If you rotate the feed by 180 degrees you are back to the same polarisation as when you started. This is useful to know as rotation of the feed may cause metal parts to knock into each other. In these circumstances start your adjustments from the opposite 180 degree position.
Vertical polarisation starting position with +6 deg adjustment applied.
Polarisation angle should be optimised to an accuracy of +/- 1 deg to reduce interference on the opposite polarisation to an acceptable level. This is particularly important for transmitting antennas and for receive-only antennas trying to receive digital carriers.
For transmit antennas, the hub will normally request the transmission of a low power un-modulated carrier on a carefully selected frequency. They will ask you to rotate the feed around the optimum angle while they observe for the very sharp null in the cross polar signal, using a spectrum analyser with a narrow resolution bandwidth (say 30 Hz). You may well need to turn the feed slowly in steps of 0.5 deg to find the best position.

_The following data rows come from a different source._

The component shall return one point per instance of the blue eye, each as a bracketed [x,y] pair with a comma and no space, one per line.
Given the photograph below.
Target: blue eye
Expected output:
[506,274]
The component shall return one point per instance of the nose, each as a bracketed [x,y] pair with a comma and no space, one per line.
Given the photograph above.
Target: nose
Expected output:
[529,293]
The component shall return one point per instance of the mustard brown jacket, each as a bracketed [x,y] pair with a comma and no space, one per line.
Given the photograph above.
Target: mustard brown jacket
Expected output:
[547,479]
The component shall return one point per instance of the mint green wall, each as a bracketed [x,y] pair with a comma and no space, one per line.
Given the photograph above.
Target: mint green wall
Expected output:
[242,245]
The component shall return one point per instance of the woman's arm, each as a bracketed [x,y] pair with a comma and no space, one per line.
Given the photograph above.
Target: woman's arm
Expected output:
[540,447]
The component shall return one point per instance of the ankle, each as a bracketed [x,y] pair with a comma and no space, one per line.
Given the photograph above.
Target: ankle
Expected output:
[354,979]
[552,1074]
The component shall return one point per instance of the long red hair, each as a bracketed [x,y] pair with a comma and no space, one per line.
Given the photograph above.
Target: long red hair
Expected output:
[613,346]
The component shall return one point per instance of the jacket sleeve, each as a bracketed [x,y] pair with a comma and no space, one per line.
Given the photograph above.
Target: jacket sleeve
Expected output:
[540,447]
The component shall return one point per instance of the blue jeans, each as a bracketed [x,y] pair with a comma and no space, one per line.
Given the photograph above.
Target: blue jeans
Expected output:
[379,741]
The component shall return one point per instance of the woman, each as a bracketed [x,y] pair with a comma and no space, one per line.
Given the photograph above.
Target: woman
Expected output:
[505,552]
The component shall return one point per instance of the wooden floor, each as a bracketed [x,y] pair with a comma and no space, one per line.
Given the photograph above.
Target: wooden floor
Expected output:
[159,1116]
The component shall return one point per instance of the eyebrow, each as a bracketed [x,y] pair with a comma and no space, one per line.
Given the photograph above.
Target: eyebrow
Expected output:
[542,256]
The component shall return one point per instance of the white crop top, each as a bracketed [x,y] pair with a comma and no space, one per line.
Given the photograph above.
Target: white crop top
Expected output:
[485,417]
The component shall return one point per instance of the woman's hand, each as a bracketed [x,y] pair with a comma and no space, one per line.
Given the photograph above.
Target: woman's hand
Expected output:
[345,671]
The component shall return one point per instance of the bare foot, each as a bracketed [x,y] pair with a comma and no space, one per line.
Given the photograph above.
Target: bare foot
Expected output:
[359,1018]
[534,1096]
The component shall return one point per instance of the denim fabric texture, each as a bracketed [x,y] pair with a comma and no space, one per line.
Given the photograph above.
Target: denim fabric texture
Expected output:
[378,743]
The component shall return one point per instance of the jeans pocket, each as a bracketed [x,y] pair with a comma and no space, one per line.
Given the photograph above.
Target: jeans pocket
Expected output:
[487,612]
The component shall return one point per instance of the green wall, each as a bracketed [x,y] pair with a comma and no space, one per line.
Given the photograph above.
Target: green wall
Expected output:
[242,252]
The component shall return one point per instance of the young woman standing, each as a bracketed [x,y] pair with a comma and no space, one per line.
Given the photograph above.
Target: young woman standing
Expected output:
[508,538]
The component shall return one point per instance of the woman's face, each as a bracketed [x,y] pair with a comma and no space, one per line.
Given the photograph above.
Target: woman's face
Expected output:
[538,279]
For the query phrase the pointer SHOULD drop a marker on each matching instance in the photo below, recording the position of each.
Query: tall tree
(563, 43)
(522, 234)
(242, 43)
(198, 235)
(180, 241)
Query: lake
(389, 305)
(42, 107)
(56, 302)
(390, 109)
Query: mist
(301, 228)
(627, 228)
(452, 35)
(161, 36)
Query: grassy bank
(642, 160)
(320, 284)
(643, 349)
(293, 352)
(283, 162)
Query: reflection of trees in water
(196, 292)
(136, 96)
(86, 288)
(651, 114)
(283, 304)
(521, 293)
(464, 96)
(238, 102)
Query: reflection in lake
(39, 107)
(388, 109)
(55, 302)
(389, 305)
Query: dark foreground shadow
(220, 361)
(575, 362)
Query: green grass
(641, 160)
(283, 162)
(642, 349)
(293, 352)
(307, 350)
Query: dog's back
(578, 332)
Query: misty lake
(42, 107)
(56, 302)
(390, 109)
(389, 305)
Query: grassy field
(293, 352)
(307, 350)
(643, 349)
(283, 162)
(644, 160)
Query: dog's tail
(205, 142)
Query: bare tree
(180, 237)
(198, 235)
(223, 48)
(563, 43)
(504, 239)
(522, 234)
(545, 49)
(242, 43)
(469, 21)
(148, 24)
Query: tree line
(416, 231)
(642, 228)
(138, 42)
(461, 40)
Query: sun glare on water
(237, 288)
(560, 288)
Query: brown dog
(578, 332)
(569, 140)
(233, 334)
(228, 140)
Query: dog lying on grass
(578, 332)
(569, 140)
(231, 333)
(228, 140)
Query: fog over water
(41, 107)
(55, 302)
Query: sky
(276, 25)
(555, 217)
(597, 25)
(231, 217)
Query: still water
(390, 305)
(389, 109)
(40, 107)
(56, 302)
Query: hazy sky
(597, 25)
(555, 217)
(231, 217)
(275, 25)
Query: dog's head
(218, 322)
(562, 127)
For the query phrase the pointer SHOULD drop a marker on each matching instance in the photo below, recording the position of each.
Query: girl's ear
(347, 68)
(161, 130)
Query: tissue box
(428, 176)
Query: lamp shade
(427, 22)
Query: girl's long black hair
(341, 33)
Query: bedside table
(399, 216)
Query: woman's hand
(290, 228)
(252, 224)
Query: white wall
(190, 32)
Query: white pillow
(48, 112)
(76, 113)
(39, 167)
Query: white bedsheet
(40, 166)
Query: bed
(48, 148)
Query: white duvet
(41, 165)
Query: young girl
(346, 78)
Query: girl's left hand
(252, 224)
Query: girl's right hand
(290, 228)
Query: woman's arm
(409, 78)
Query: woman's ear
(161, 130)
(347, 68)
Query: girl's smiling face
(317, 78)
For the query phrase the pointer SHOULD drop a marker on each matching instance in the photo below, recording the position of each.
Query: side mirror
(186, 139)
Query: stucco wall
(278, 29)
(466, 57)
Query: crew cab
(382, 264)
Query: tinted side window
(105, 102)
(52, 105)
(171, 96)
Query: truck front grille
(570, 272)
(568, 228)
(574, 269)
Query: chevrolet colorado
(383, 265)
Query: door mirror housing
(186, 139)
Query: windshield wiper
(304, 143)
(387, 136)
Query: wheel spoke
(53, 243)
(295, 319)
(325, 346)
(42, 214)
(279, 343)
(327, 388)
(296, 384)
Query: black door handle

To optimise polarization angle by practical measurement on receive-only is more difficult since the co-polar wanted signal has a very broad maximum. If you can measure receive quality such as Eb/No, C/N or BER with a fine degree of resolution (e.g. Eb/No in 0.1 dB steps) and can accurately measure the angle of the feed a good method is to degrade the receive quality by a substantial amount, say about 4 dB down. Record the degraded quality accurately and the angle of the feed accurately. Then turn the feed a similar amount on the other side and adjust for exactly the same degraded quality. Record the second angle and set the feed to the calculated mid point. This will normally give an accuracy of +/-1 deg, particularly if you repeat the process several times and average the results from several pairs of angle/quality measurements. This method does not work if there are interfering cross polar signals that are varying in level all the time. Feed rotation angles may be recorded using a strip of paper wrapped around, with the half way point being marked up while it is temporarily removed.
LNB rectangular waveguide input.
Oriented for horizontal polarisation starting position.